Il tono muscolare non è costante: il calore lo riduce, producendo un’azione di rilasciamento sul muscolo
detta miorilassante; il tono muscolare aumenta, invece, con il freddo e in situazione di all’erta per
predisporre la persona a reagire.
LA COMPONENTE ELASTICA DEL MUSCOLO

Il muscolo possiede elevate proprietà elastiche. In determinate situazioni funziona come una molla che,
compressa, immagazzina energia elastica e, una volta rilasciata, la restituisce. Nel muscolo questo accumulo
di energia avviene non in caso di compressione, ma di stiramento. Infatti se un muscolo in stato di attività
viene stirato immagazzina una quantità di energia potenziale elastica che nella contrazione concentrica
successiva andrà a sommarsi, sotto forma di lavoro meccanico, alla forza prodotta dal muscolo. Si
determina così un surplus di energia che è in grado di potenziare il gesto e renderlo più economico.

Secondo le più recenti teorie, il principale responsabile di questo immagazzinamento e restituzione di


energia elastica è il tendine (per circa il 70%) mentre la restante parte è da attribuire alla componente
contrattile del muscolo.

IL CICLO STIRAMENTO-ACCORCIAMENTO

Chiameremo ciclo stiramento-accorciamento la particolare proprietà del muscolo di immagazzinare e


restituire energia elastica,

Tutti noi utilizziamo il ciclo stiramento-accorciamento del muscolo in un gran numero di azioni: durante la
corsa, i balzi, i lanci, ecc. E’ necessario però che vengano rispettate alcune condizioni:

1. il passaggio da fase eccentrica a fase concentrica del movimento deve essere il più rapido possibile;
2. il muscolo interessato deve essere allungato eccentricamente in modo estremamente rapido;
3. l’ampiezza del contro movimento deve essere ridotta;
4. è necessaria un’ottimale coordinazione tra muscolatura antagonista e agonista.

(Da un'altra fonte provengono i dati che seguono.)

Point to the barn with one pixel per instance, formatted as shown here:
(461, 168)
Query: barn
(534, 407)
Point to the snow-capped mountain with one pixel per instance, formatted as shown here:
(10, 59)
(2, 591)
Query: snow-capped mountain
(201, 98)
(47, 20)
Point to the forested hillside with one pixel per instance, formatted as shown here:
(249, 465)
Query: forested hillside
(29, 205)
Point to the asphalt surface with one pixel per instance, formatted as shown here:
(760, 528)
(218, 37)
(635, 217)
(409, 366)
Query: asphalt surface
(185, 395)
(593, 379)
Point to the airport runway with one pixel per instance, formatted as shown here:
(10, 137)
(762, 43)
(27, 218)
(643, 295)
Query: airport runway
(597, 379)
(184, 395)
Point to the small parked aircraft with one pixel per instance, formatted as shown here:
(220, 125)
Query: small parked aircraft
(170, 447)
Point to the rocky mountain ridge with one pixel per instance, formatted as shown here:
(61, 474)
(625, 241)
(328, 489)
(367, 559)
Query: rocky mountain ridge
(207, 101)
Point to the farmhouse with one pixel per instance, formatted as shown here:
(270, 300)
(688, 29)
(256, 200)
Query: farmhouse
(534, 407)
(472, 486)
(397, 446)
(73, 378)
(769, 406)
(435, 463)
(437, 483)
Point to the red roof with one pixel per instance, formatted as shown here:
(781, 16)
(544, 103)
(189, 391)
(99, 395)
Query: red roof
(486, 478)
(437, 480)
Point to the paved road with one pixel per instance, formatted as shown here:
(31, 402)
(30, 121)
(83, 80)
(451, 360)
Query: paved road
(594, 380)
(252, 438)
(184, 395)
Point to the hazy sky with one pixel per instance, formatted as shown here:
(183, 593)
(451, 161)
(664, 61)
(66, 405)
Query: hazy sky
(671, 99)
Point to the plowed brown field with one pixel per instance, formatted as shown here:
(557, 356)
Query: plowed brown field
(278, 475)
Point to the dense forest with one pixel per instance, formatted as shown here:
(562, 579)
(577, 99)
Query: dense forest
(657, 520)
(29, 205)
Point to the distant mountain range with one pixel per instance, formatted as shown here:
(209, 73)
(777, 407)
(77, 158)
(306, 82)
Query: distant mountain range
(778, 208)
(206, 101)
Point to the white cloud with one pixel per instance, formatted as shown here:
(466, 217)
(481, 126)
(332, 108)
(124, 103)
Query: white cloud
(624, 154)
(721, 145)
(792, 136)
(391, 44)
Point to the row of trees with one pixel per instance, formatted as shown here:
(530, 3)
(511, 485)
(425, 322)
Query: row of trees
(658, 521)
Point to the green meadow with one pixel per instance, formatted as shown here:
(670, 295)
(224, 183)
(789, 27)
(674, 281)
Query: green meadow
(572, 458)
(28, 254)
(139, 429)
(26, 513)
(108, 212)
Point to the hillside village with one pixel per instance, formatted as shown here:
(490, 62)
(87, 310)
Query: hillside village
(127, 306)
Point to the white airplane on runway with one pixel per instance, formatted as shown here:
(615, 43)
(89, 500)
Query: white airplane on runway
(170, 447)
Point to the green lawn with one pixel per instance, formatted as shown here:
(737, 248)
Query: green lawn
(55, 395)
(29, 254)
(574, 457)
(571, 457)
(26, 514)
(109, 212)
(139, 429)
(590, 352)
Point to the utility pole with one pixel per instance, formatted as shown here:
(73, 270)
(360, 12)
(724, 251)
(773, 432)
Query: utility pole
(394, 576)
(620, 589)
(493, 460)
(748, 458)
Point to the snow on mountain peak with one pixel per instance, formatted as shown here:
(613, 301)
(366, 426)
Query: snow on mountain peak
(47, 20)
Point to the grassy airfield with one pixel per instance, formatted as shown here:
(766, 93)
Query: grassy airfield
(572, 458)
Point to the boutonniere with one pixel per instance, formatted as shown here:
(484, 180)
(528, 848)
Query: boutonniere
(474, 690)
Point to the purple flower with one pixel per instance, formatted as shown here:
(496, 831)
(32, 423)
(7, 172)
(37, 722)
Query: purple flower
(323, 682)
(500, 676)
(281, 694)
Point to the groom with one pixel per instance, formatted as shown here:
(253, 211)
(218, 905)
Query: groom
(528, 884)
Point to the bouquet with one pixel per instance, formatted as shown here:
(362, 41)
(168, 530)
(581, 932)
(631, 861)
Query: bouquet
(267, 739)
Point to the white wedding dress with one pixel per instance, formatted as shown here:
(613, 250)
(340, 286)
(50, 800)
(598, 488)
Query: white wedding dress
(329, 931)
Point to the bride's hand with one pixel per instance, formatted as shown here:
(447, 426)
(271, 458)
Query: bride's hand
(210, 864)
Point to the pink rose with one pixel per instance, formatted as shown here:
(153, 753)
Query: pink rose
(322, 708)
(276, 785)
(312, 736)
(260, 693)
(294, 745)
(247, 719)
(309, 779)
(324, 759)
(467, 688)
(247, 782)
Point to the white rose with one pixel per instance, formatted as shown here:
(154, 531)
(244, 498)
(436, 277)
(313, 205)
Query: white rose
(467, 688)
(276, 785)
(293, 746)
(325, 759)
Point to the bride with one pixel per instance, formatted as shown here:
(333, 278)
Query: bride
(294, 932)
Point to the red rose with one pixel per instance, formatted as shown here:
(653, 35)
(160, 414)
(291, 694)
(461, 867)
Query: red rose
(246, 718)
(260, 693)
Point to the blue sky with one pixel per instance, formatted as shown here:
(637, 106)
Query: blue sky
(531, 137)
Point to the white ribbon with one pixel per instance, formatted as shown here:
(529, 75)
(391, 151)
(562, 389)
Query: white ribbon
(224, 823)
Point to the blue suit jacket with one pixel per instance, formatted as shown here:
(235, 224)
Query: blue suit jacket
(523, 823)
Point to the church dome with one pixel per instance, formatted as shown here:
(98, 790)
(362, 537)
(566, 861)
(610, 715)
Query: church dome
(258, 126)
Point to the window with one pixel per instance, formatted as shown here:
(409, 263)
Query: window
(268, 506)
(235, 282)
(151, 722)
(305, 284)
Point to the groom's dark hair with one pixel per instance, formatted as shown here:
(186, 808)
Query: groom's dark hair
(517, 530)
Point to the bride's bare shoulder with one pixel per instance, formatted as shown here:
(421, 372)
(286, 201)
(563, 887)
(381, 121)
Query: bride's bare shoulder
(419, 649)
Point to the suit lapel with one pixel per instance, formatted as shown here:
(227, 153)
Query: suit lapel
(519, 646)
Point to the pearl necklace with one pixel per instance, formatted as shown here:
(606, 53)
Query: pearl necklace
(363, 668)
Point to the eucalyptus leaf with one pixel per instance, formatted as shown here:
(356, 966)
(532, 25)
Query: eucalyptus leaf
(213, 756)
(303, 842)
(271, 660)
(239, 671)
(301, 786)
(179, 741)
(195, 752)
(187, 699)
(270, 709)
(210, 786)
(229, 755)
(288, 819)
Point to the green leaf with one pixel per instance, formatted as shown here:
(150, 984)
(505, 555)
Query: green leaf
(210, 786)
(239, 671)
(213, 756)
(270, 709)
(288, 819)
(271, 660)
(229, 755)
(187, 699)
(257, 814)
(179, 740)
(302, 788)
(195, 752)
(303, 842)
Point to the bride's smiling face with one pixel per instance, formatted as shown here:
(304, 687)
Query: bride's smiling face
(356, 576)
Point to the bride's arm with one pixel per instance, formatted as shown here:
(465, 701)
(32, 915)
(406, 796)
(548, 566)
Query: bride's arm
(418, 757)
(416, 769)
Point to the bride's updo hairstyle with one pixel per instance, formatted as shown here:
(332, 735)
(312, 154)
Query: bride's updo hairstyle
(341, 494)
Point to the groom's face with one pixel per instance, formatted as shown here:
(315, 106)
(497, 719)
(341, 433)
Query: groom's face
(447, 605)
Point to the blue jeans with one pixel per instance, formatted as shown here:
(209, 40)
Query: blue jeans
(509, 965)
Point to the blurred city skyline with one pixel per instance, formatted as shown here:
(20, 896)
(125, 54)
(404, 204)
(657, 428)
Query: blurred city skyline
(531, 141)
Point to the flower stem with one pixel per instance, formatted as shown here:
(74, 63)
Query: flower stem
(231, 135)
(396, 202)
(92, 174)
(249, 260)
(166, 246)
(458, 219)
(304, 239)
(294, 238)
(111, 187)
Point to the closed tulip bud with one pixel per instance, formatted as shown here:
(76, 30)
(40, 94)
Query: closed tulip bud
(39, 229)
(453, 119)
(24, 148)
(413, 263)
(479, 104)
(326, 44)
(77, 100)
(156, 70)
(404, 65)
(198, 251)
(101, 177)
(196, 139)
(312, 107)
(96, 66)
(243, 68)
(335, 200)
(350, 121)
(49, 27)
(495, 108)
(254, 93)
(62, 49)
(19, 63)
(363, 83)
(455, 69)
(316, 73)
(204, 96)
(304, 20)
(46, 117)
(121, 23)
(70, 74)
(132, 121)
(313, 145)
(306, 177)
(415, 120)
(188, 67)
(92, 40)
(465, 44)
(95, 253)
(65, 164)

Per esempio, nell’esecuzione di un salto in alto a pidi pari, per rispettare le condizioni sopra riportate,
occorrerà piegare e distendere le ginocchia rapidamente, non indugiare con le ginocchia piegate prima di
saltare ed evitare di piegarle eccessivamente. In questo modo l’energia elastica immagazzinata non verrà
dissipata sotto forma di calore e permetterà di aumentare l’efficacia del gesto.